The day is fuzzy to me now. Triage. Waiting. Hearing the moans and pains of others. Since I was only in real pain when I moved or someone poked me in the lower right quadrant of my abdomen, nothing felt particularly urgent to me about my situation. I was wheeled off for a CT scan, where the fellas were surprised that I did not have an IV, billed as an integral part of the contrast imaging process. One failed attempt at an IV later, we went for a “no contrast” scan. I was in surgery to remove my appendix laparoscopically a few hours later (with an IV despite my “wiggly” vein). Luckily, my appendix was not perforated, so the procedure was straightforward, with no complications. I spent the night in the hospital.

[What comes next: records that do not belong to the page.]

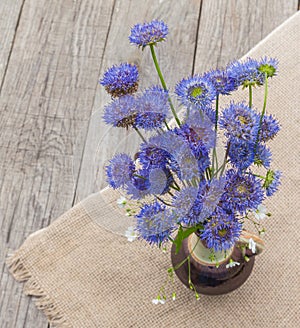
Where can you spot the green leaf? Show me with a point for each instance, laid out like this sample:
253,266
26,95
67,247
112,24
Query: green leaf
184,233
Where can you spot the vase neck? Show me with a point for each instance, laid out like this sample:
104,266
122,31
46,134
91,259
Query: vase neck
201,254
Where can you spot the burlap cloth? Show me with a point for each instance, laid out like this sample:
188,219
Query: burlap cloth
84,275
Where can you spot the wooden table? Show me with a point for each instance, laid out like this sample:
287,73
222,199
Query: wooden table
52,149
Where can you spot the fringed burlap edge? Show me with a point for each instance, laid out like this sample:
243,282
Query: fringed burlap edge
32,288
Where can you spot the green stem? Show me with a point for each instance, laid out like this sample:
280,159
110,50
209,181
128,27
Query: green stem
217,113
225,159
250,96
163,83
263,112
214,157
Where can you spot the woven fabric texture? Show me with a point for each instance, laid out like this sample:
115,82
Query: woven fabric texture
83,275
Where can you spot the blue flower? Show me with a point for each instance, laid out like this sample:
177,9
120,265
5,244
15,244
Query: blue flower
121,112
160,180
240,122
120,170
242,191
263,156
198,127
223,83
139,185
197,150
155,223
268,66
152,108
121,79
221,230
245,73
184,201
269,128
272,182
241,154
195,90
148,33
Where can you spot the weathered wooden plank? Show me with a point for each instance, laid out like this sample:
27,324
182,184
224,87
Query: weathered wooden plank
176,60
10,12
47,95
230,28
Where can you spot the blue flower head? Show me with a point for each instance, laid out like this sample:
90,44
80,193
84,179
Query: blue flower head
146,34
195,90
120,170
152,108
221,231
121,79
243,191
269,128
120,112
268,66
263,156
240,122
224,84
245,73
272,182
199,127
155,223
241,153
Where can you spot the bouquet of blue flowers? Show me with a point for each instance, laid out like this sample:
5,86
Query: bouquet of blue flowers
176,176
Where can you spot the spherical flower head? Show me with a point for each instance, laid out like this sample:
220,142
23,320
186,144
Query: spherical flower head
243,191
199,127
224,84
195,90
269,128
197,152
120,170
272,182
152,108
146,34
240,122
155,223
139,185
268,66
245,73
221,231
120,112
263,156
121,79
160,180
241,153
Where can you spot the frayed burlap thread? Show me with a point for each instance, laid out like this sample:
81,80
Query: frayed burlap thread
85,276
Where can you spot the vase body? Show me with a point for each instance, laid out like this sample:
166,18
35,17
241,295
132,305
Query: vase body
214,278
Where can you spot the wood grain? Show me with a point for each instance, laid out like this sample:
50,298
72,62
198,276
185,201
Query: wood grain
47,95
10,12
102,141
51,150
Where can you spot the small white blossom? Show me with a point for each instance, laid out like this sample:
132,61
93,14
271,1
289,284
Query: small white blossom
252,245
261,212
158,300
130,234
121,201
231,264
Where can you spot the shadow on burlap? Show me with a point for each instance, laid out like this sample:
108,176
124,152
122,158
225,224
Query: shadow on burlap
86,276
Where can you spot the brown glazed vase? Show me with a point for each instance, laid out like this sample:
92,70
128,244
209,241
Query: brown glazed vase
213,278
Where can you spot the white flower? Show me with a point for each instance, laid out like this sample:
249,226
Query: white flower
130,234
252,245
121,201
261,212
231,264
158,300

I am fatigued. Grateful we went to the hospital and to have medical care. In some ways happy to be distracted by something so basic, and to be able to take days off from work to recover (though I also don’t get paid for time off and am concerned about the effect of unexpected time off on clients). I have thoughts about the chaos of hospitals, where there is too much going on, no one has what they need to sleep uninterrupted, and there is a feeling of being more of an object, a problem, and less of a person. I wonder about those years of intermittent stomach problems that I had, which I now suspect might have been recurrent appendicitis. I learned that there may be a genetic component to appendicitis and remember my dad’s story about getting his appendix out in the first semester of his freshman year of college. I wonder about that connection, so close to the eighth anniversary of his death. I tear up with grief and despair for the way things are right now, nationally, globally, environmentally.
Why not welcome the fatigue, the excuse to rest and take space, to hole up on another rainy day and watch the magnolia outside, in full bloom in February, sway in the winter wind, to drifit in and out of sleep?